Ribbon invariants I

TL;DR

The paper introduces a new invariant called the ribbon invariant $b3$ for smooth functions on a 2-disk, which estimates the number of geometrically distinct critical points and offers a combinatorial alternative to traditional degree-based methods.

Contribution

It defines and analyzes the ribbon invariant $b3$, providing estimates, algorithms for computation, and exploring its connections to geometry and graph theory.

Findings

$b3$ estimates the number of essential critical components.

Algorithms for calculating $b3$ are developed.

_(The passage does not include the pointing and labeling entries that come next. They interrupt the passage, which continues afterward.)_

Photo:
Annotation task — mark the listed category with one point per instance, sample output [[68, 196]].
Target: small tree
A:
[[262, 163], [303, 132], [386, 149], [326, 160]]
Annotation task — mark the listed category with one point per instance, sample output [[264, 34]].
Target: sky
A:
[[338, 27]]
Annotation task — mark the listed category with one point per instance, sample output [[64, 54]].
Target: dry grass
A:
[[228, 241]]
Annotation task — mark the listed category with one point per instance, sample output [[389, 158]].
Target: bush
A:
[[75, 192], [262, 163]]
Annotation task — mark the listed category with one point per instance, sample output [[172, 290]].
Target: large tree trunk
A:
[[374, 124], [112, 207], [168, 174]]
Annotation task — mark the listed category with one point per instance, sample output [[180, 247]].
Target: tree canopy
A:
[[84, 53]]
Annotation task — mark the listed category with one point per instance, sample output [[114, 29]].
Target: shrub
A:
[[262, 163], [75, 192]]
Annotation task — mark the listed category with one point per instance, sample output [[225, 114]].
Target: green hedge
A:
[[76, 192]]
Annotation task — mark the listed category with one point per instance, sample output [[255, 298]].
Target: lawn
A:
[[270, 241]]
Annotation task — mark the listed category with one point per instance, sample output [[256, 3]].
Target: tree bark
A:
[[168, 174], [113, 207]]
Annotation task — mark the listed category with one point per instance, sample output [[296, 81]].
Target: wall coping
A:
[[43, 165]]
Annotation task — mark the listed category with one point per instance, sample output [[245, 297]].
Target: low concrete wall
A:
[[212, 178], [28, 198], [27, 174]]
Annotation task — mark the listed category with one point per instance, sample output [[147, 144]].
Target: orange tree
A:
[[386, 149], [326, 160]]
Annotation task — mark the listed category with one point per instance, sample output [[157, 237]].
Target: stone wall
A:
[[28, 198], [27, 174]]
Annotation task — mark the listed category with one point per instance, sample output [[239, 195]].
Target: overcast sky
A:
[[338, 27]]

Connections to immersed curves and graph theory are discussed.

Abstract

A non-negative integer invariant, estimating from below the number of geometrically different critical points of a smooth function $f$ defined in the 2-disk, $f:\mathbb{B}^{2}\rightarrow\mathbb{R}$, is considered. (We denote it by "$\gamma$".) It depends on combined $C^{0}+C^{1}$ type conditions on the boundary $\partial(\mathbb{B}^{2})=\mathbb{S}^{1}$, that we call "ribbons" here. It turns out to be an alternative to the degree of the gradient map and almost independent from it. Note that the computation of the degree does not guarantee multiple critical points, unlike the ribbon invariant $\gamma$. In fact, this invariant is counting the number of essential components of the critical set, rather than simply the number of critical points. Various estimates of $\gamma$ are established. Some other "ribbon type" invariants of geometrical nature are defined and investigated. All these invariants turn out to be more combinatorial, rather than algebraic, in nature. Algorithms for the calculation of the ribbon invariants are presented. Interconnections with some different areas, such as the theory of immersed curves in the plane or independent domination in graphs, as well as various geometric applications, are commented. The latter topics will be investigated in detail in Part II of the present article. At the end, different questions about $\gamma$ are asked.